The new face of client relationships in wealth management
Despite the front runners leading the way in wealthtech adoption, the wealth management industry as a whole sometimes struggles to shake the perception that it is resistant to change.
Indeed, some firms have been overly reliant on legacy processes historically resulting in a general adoption rate of new technologies that can lag behind other industries. Recent events have drastically disrupted the market though, catapulting advisers into a more digitised way of working. With face-to-face meetings not a possibility during lockdown, advisers adapted quickly and took to their screens to support their clients and develop new relationships. For firms who are approaching this shift as a springboard for further innovation rather than just a means to an end, it opens the door to new opportunities.
Most countries have experienced unprecedented surges in people interacting and transacting online. According to EE, there has been a fivefold increase in the number of Zoom users on their network compared to pre-lockdown, alongside a 45% increase in traffic for Microsoft Teams. Microsoft revealed that Teams has now surpassed over 75 million daily active users and 200 million daily meeting participants, stating a 70% increase in usage following lockdown regulations, whilst Zoom has revealed a record-breaking 300 million a day meeting participants.
The drive to digital isn’t just restricted to the wealth management sector: the adoption of video calls is across the board. People are embracing video calling in both their work and personal lives. Wealth managers are coming to terms that their clients’ behaviour is changing with the times, with new audiences open to now expecting it as default or as a preference.

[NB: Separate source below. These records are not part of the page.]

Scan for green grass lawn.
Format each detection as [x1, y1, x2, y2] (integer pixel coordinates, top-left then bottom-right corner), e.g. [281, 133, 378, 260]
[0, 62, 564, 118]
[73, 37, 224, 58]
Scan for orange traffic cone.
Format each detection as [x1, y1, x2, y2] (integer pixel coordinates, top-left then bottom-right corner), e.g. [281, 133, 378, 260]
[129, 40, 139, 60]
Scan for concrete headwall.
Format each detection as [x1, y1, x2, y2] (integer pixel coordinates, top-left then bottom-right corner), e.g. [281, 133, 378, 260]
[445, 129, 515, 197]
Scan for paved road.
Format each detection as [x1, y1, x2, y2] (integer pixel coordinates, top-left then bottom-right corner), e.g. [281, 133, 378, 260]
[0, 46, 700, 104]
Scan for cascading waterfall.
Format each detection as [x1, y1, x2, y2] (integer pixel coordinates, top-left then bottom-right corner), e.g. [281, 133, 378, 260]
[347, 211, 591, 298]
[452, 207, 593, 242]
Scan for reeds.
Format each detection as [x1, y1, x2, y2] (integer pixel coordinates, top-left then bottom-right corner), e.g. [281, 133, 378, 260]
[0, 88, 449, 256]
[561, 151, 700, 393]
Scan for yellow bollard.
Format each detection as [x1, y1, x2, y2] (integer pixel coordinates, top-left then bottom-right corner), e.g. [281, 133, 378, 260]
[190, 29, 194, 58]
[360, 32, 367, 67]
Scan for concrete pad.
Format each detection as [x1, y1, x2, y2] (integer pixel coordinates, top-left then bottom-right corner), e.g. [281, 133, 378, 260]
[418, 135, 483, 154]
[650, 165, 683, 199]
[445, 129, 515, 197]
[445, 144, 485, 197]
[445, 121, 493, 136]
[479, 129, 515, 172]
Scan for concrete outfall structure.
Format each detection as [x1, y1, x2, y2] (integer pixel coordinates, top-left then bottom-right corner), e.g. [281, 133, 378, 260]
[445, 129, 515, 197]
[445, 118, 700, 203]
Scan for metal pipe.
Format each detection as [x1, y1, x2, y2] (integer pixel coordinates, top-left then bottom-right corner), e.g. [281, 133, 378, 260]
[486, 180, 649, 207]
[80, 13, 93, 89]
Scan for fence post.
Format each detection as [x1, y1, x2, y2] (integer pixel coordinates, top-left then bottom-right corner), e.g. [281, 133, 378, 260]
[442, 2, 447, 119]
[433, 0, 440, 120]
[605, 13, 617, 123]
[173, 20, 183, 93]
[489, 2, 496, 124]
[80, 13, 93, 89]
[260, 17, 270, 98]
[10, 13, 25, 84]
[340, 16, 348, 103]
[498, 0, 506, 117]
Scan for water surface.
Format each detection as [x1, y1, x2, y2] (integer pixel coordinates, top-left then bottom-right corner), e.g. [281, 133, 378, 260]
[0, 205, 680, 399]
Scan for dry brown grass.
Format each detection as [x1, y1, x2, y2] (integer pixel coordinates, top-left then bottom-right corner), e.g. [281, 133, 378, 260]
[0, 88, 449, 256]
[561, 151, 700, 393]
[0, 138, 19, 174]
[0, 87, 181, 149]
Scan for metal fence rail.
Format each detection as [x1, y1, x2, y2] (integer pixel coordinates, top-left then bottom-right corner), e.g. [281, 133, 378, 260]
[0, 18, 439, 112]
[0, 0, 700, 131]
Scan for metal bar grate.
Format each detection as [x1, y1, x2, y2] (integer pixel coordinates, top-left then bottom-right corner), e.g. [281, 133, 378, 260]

The younger generation have always been more inclined to use digital channels for their financial services, but still expect those that have a personal touch. What we are now seeing though is a growing number of older generations adopting video calling platforms to conduct everything from family gatherings through to business meetings. With older generations more likely to be more vulnerable to COVID-19, firms can expect this trend towards video to last long after lockdown is eased.
Despite massive disruption to the sector, both advisers and clients are starting to see the benefits this technology offers them, whether it is improving efficiency or flexibility. With a dramatic economic shift, wealth managers have had no time to relax since lockdown. Stock markets have been volatile often going up and down dramatically over the course of a single day, meaning advisers have had to be in constant communication with their clients, either reassuring them or helping them take advantage of new opportunities.
The removal of travel due to video calls means wealth managers can free up more time each week to spend with their clients and strengthening relationships. Firms are also able to operate more efficiently enabling them to pass potential cost savings onto their clients. With access to advisers and the perception of value for money so important, this is boosting client loyalty, with the more forward-thinking organisations considering how video conferencing can be factored into their processes on a permanent basis.
Just the beginning
Whilst some providers like Wealthify were ahead of the game, with their pre-set being a digital-only provider, some more traditional firms embraced and adapted to the new era. For example, Chase de Vere has chosen to embrace the changes and even rebrand their strapline to ‘We’re here for you, by phone or video’ and they make video calls their primary point of contact. Progeny is another financial advisory company that is embracing digital interactions, through video calls, podcasts or informative content videos.
Current occurrences have demonstrated that the sector can quickly adapt to become more digitised in their operations and video is just the beginning. A recent survey conducted by the Financial Times revealed that the majority of wealth managers would now speed up the adoption of digital communications, highlighting the opportunity for real change in the industry and a whole new way of managing finance.
Wealth managers now have access to more tools than ever to digitise processes. Wealth management as a sector has always relied on the relationship between adviser and client, and the adoption of new technology is not set to detract from this – quite the opposite in fact. New tools are emerging which empower advisers to automate admin chores, optimise the client experience and put smart risk management safeguards in place. These all share a common and timeless ambition: putting the client first.
Advisers have been able to experience the benefits of digitisation first-hand through the move to video for meetings. Firms should not view this as a short-term solution, nor the extent to the value that digitisation brings. To remain competitive, firms will increasingly need to consider the wider ways they can improve client support through new technologies.
Face-to-face no longer implies meeting in person and advisers are able to provide a similar level of service, building and maintaining personal relationships with clients and truly understanding their complex needs through video interactions. These enforced changes are only accelerations on long-terms trends that were eventually going to happen. It seems that digitisation driven by the pandemic may be here to stay.